Dans une intéressante introduction sont passées en revue les premières conceptions des peuples indo-germaniques relatives à l’opposition et aux rapports de l’âme et du corps. De même que l’interprétation scientifique de la nature ne marque pas le début de la pensée, la science de l’esprit, elle aussi, a été précédée par des intuitions spontanées et irréfléchies qui en ont préparé l’avènement, La différence, vaguement entrevue, de la perception intérieure et de la perception externe, amena de bonne heure la croyance à la dualité essentielle de l’être humain, Ajoutez que l’inertie du corps frappé de mort dut autoriser à regarder l’âme comme un hôte qui s’en éloigne. Aussi l’âme s’opposa-t-elle au corps ; elle parut même capable de s’en séparer accidentellement pour errer à l’aventure pendant le sommeil, les songes ou l’évanouissement. Les recherches d’ethnologie et de linguistique nous montrent cette conception dualiste partout répandue à l’origine de la pensée. Les preuves abondent dans les croyances des races inférieures et les légendes populaires de l’Allemagne, de la France et des pays slaves. — C’est dans le monde grec que la psychologie commence à prendre corps.

Première partie. Les commencements de la psychologie avant Socrate et les sophistes. — Les différentes questions agitées pendant cette période sont ramenées à quatre, et chacune d’elles fait l’objet d’un chapitre spécial.
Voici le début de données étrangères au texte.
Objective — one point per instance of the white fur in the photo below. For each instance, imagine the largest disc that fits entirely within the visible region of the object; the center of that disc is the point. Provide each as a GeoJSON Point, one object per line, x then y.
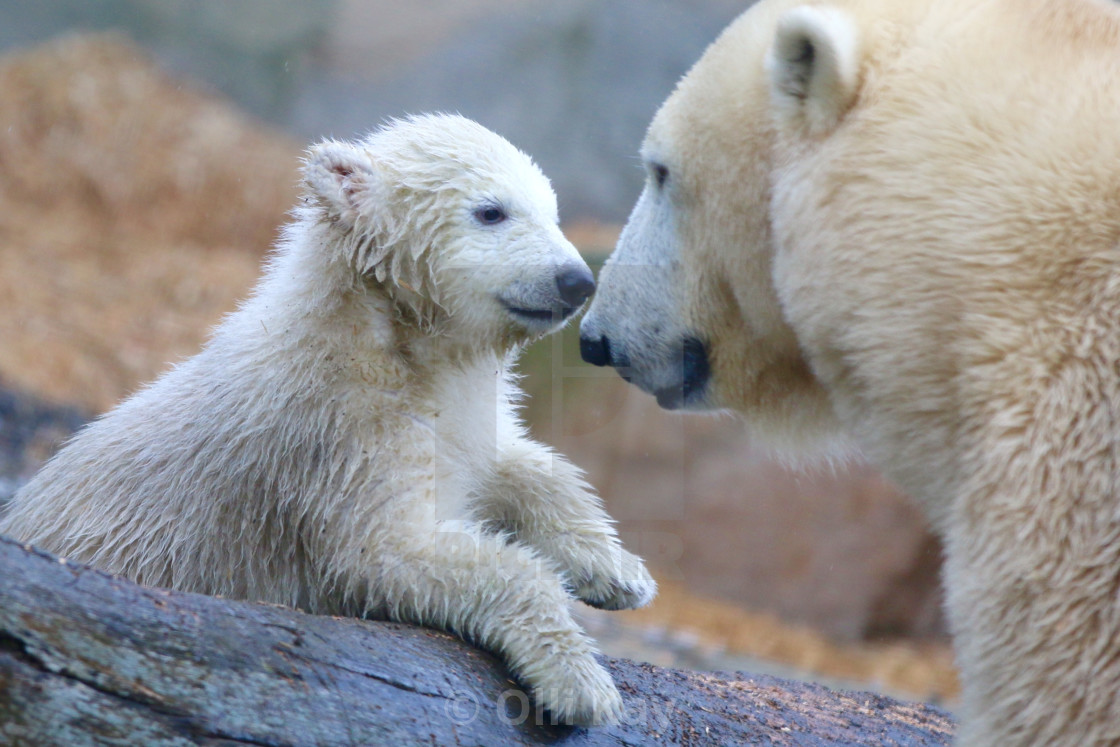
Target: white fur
{"type": "Point", "coordinates": [347, 441]}
{"type": "Point", "coordinates": [939, 276]}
Quelles ont été d’abord les principales conceptions relatives à l’essence de l’âme chez les philosophes grecs antérieurs à Socrate ? Il nous est impossible, et nous le regrettons, de résumer, même sommairement, chacune des théories exposées et discutées. Parmi les Ioniens, on voit naître déjà l’opposition des tendances hylozoïstes et matérialistes. Après Héraclite et Empédocle, le matérialisme s’accentue avec Leucippe et Démocrite. Les premières formes du matérialisme en Grèce sont issues en effet de l’insuffisance du monisme hylozoïste incapable de donner du monde et des choses une explication vraiment une. L’intervention même de facteurs divers, comme la dilatation et la condensation, ne suffisait pas à expliquer le passage d’une qualité à une autre, au sein d’une essence divine unique. Empédocle le premier eut recours à des éléments mécaniques, la matière et la force, et, renonçant à l’idée d’un principe unique, s’efforça d’éviter la contradiction d’une conception à la fois spiritualiste et naturaliste des choses. L’atomisme reprit cette tentative avec plus de succès et entreprit de tirer l’élément spirituel (das seelische) d’une matière première, aidée du seul mouvement. Dans tous ces systèmes monistes ou dualistes, l’âme est un produit des facteurs dont se forme le monde, aussi bien dans son ensemble que dans les individus qui le composent. — Les Eléates, les anciens Pythagoriciens, Anaxagore, Diogène, reprennent le problème et le résolvent à leur manière.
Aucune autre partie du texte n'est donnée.